Your excellent leader (The Guardian view on Little Amal: telling the unpalatable truth, 20 October) is a timely reminder of the proper value of art in an era when irony seems to have expired with the appointment of culture secretaries such as Oliver Dowden and Nadine Dorries. In England, this apparent decline in how we see our culture has been accompanied by the slow erosion of integrity, over the past 35 years, in an increasingly politically compromised Arts Council.
This trend began in 1985 under William Rees-Mogg’s chairmanship, when the Arts Council’s annual bid to the Treasury was published as a glossy “prospectus” at the time of Thatcher’s privatisation of public assets. It was entitled A Great British Success Story: An Invitation to the Nation to Invest in the Arts. The cover design consisted of ticket stubs for events, showing admission prices. No increase in annual grant resulted. It then took the centralising control-freakery of New Labour’s two culture ministry Tessas – Jowell and Blackstone – in 2001 to destroy the close relationships built up over decades with local government across England by sanctioning the Arts Council’s hostile takeover of the regional arts boards – the same boards that had taken on this role after the central body’s casual abandonment of regional arts events in 1956 and the inevitable ensuing bias towards metropolitan London.

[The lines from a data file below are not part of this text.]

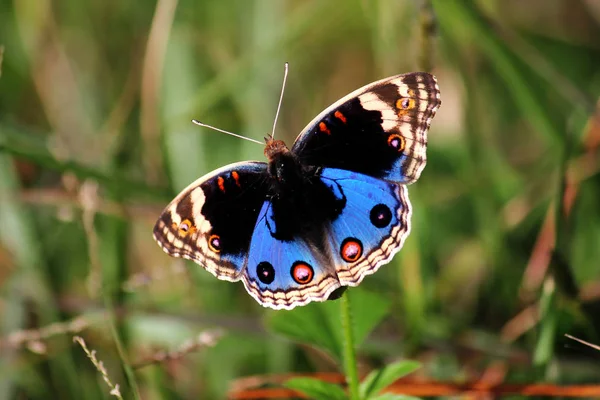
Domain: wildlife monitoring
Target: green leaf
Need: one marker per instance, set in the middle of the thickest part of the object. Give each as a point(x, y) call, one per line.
point(393, 396)
point(379, 379)
point(316, 389)
point(319, 324)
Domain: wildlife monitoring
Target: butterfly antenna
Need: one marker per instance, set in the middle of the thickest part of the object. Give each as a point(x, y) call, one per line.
point(227, 132)
point(286, 67)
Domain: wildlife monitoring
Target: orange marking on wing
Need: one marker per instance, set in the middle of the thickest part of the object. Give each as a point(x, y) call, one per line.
point(236, 178)
point(340, 116)
point(221, 183)
point(324, 128)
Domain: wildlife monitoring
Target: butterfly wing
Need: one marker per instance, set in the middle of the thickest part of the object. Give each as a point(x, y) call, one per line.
point(369, 229)
point(372, 226)
point(211, 221)
point(379, 130)
point(283, 274)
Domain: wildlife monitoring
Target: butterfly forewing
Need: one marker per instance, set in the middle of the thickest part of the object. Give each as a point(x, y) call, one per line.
point(379, 130)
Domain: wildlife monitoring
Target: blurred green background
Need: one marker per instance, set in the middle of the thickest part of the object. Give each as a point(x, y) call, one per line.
point(96, 99)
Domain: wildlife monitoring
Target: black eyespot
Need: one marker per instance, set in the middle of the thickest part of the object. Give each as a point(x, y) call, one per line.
point(302, 272)
point(351, 249)
point(214, 243)
point(265, 272)
point(381, 216)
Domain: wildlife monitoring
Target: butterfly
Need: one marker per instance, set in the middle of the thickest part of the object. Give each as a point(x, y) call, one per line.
point(319, 217)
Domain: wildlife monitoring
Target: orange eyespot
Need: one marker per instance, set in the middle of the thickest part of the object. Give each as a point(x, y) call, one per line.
point(302, 272)
point(351, 249)
point(405, 103)
point(340, 116)
point(214, 243)
point(236, 178)
point(221, 183)
point(396, 142)
point(323, 128)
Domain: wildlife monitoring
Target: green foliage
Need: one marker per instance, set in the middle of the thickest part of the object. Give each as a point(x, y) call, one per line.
point(317, 389)
point(319, 324)
point(379, 379)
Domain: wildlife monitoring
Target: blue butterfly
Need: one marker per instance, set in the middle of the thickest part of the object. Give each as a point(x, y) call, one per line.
point(320, 217)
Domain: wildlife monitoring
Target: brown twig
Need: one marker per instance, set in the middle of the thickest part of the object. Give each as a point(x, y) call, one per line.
point(593, 346)
point(114, 389)
point(33, 338)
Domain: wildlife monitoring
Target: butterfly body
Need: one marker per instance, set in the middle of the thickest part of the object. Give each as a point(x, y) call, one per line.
point(317, 217)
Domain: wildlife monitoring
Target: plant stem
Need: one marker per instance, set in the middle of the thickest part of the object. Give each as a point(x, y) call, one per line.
point(349, 352)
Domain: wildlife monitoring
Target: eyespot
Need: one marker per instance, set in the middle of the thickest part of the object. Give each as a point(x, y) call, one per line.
point(302, 272)
point(396, 142)
point(380, 216)
point(186, 227)
point(265, 272)
point(405, 103)
point(214, 243)
point(351, 249)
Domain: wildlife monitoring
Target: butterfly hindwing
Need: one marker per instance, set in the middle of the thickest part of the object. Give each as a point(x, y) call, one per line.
point(372, 226)
point(211, 221)
point(379, 130)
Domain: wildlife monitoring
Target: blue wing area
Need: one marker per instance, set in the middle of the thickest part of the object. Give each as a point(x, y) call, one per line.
point(372, 226)
point(285, 274)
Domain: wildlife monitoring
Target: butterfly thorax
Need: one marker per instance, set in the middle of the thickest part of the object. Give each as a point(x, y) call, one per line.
point(298, 196)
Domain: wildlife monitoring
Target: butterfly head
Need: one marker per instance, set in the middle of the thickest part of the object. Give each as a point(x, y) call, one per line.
point(274, 148)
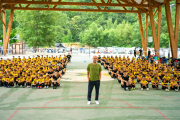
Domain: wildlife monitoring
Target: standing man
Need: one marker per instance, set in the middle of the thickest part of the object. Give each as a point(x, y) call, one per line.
point(149, 53)
point(94, 77)
point(135, 52)
point(140, 53)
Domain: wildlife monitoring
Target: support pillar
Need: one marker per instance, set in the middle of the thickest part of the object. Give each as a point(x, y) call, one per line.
point(6, 40)
point(146, 32)
point(177, 25)
point(153, 29)
point(4, 30)
point(144, 43)
point(159, 27)
point(172, 37)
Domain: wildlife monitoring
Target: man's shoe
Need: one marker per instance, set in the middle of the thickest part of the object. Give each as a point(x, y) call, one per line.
point(89, 102)
point(97, 102)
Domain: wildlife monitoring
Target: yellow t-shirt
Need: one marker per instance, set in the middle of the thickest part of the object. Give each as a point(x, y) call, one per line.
point(3, 79)
point(29, 79)
point(11, 80)
point(164, 83)
point(47, 79)
point(173, 83)
point(15, 75)
point(155, 82)
point(21, 79)
point(139, 76)
point(144, 82)
point(35, 80)
point(167, 78)
point(41, 80)
point(133, 82)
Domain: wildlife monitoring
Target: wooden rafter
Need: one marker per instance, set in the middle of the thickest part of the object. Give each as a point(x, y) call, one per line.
point(109, 1)
point(96, 6)
point(79, 10)
point(123, 7)
point(154, 19)
point(77, 3)
point(27, 5)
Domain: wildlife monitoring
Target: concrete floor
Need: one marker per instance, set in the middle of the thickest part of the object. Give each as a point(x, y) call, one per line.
point(69, 101)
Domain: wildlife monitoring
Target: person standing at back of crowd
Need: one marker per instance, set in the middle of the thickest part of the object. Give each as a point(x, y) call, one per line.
point(149, 53)
point(135, 52)
point(140, 53)
point(94, 77)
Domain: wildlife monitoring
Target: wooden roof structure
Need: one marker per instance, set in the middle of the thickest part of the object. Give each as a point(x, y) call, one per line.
point(95, 5)
point(117, 6)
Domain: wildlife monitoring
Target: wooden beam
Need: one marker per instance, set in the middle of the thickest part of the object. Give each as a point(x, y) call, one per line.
point(5, 43)
point(153, 16)
point(96, 6)
point(4, 30)
point(0, 15)
point(153, 29)
point(142, 34)
point(170, 30)
point(146, 33)
point(77, 3)
point(27, 5)
point(177, 21)
point(79, 10)
point(109, 1)
point(120, 3)
point(159, 25)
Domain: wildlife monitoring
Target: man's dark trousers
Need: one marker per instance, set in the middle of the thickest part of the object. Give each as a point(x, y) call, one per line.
point(91, 84)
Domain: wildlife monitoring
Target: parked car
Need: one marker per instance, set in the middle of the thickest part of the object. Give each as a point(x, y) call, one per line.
point(86, 51)
point(74, 50)
point(61, 50)
point(67, 49)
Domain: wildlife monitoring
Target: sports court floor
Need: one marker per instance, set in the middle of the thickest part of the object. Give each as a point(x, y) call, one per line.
point(69, 100)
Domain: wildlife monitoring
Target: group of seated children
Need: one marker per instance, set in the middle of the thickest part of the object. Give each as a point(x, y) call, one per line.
point(128, 71)
point(32, 72)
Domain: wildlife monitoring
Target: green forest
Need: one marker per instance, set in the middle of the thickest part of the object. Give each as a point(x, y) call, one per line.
point(44, 28)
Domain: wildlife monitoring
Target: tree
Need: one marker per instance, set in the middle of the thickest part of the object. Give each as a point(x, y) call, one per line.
point(37, 28)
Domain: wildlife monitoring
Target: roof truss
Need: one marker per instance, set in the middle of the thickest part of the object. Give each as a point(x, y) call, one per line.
point(56, 5)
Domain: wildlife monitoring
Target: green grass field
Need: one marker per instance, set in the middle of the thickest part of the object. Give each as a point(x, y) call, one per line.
point(69, 101)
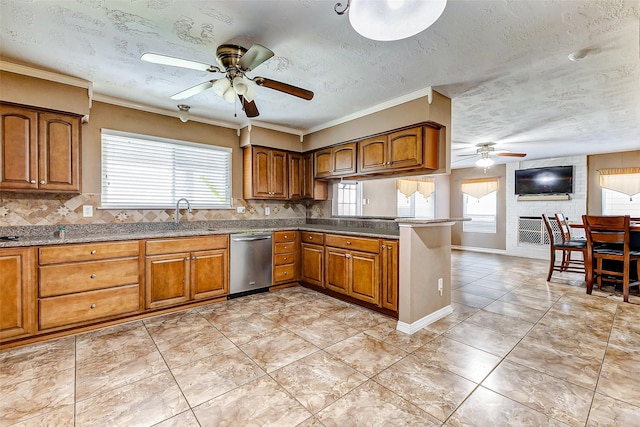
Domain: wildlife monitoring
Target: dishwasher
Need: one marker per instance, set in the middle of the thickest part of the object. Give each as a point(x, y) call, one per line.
point(251, 263)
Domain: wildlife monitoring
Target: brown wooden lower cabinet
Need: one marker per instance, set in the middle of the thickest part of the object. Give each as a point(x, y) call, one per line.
point(183, 269)
point(389, 267)
point(17, 309)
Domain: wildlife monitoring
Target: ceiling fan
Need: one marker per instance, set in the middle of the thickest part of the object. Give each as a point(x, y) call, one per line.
point(234, 62)
point(486, 150)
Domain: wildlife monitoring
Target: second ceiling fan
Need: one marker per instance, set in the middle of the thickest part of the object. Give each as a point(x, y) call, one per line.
point(234, 62)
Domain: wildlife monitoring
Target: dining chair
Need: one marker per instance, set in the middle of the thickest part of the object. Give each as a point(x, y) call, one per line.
point(567, 247)
point(608, 239)
point(565, 236)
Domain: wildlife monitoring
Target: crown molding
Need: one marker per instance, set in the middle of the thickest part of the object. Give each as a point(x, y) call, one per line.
point(163, 111)
point(272, 126)
point(426, 92)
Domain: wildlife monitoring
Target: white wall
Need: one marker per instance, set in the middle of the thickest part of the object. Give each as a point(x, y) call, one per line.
point(573, 208)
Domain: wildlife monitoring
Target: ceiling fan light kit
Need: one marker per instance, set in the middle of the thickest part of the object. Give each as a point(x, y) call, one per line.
point(391, 20)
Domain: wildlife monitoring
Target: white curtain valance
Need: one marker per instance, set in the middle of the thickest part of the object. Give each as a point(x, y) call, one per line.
point(623, 180)
point(408, 186)
point(479, 188)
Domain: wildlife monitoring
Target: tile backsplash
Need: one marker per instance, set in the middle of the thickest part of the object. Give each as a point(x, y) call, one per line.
point(25, 209)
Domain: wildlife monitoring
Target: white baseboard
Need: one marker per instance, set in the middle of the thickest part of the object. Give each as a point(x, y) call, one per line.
point(411, 328)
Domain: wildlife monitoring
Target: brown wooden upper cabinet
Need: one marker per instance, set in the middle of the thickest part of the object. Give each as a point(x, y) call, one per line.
point(265, 173)
point(336, 161)
point(397, 150)
point(40, 150)
point(413, 148)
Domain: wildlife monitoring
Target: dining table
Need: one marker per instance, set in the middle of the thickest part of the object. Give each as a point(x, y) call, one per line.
point(634, 242)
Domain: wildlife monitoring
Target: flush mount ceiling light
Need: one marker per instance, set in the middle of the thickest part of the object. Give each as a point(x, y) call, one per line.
point(388, 20)
point(184, 112)
point(485, 161)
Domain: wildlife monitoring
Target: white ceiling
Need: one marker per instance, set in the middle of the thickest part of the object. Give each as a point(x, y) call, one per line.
point(503, 63)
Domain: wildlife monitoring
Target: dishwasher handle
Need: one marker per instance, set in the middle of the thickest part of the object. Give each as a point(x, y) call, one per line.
point(250, 239)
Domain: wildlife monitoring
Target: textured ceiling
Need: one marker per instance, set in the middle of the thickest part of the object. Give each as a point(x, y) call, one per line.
point(503, 63)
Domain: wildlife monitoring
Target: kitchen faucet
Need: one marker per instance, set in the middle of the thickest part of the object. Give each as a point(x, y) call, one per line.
point(178, 209)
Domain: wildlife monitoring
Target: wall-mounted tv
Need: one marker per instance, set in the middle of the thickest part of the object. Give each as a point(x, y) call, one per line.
point(549, 180)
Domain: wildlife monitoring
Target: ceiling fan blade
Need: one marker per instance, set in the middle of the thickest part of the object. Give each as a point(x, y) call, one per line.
point(177, 62)
point(283, 87)
point(255, 56)
point(250, 108)
point(504, 154)
point(193, 90)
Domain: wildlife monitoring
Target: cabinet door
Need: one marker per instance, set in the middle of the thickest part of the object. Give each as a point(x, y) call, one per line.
point(296, 176)
point(279, 177)
point(209, 274)
point(372, 154)
point(323, 163)
point(261, 173)
point(389, 276)
point(431, 144)
point(59, 158)
point(307, 177)
point(344, 159)
point(167, 281)
point(312, 263)
point(405, 149)
point(18, 148)
point(16, 294)
point(337, 268)
point(365, 277)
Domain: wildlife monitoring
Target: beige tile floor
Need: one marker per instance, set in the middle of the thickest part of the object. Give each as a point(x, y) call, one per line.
point(515, 352)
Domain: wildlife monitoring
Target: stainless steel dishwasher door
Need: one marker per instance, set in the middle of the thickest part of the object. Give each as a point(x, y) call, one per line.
point(251, 264)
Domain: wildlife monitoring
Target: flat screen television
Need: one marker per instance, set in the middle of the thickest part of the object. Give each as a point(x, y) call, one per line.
point(549, 180)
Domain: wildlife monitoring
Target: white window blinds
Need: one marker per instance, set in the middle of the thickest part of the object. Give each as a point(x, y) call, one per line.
point(140, 171)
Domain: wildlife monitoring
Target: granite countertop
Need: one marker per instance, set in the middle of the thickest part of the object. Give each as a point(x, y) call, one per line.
point(95, 234)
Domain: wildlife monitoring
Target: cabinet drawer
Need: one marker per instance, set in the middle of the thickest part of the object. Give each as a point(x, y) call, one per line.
point(284, 248)
point(283, 273)
point(88, 306)
point(284, 236)
point(282, 259)
point(312, 237)
point(87, 252)
point(85, 276)
point(186, 244)
point(356, 243)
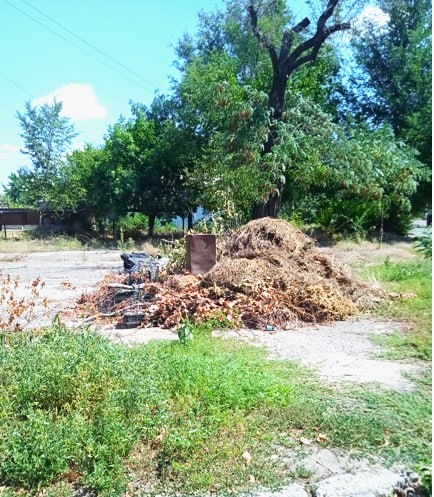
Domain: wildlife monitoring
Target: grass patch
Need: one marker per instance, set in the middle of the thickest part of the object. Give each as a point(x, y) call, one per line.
point(412, 280)
point(206, 414)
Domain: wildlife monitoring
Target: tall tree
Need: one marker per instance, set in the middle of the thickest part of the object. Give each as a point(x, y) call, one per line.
point(285, 60)
point(227, 73)
point(47, 137)
point(396, 84)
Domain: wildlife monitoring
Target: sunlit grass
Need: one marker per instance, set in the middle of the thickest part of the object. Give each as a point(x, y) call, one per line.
point(205, 414)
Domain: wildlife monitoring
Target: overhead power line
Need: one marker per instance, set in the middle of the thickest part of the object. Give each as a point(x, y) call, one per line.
point(132, 76)
point(15, 83)
point(101, 52)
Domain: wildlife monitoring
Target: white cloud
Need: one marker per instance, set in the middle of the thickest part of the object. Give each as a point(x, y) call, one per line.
point(6, 148)
point(79, 102)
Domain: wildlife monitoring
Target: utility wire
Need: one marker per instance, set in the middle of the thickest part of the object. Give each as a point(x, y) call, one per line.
point(101, 52)
point(73, 44)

Your editorial highlights both the beauty and brutality of art, whether in the form of objects, paintings, books or plays. I have been following “the walk” undertaken by the giant puppet Little Amal from the Turkey-Syria border to the UK, and am reminded of a novel by the author Peter Barry, also called The Walk, in which a young Ethiopian man is encouraged to walk from Heathrow to Trafalgar Square to raise money for famine relief in Africa, despite being weak with hunger. Both walks are for charity; both illustrate the axiom that seeing is believing; both were successful in their aim to raise money and awareness; and both sadly resulted in public loathing as well as empathy. Should life imitate art, or should art imitate life? I think the hatred of some people for beauty and good means that art must, as you argue, provide education as well as joy, otherwise that hatred will continue unchallenged.
Your editorial describes how the puppet of a young girl being walked from Turkey to the UK charmed but also disturbed audiences en route. It also refers to Lucy Kirkwood’s new short play, Maryland, as “a terrible thing to watch: a howl of pain and anger about violence against women”. Art acting as society’s conscience is what drove Ibsen to write: “My plays make people uncomfortable because when they see them they have to think … people want to be effortlessly entertained, not to be told unpleasant truths.” A script-in-hand performance at the Royal Court theatre and a puppet being carried overland from Turkey: one a reminder of the horror of violence against women, the other a chance to imagine a refugee child’s desperate journey across Europe. Both examples of what makes theatre so relevant and so important.
As a wise person once said: “Art should comfort the disturbed and disturb the comfortable.”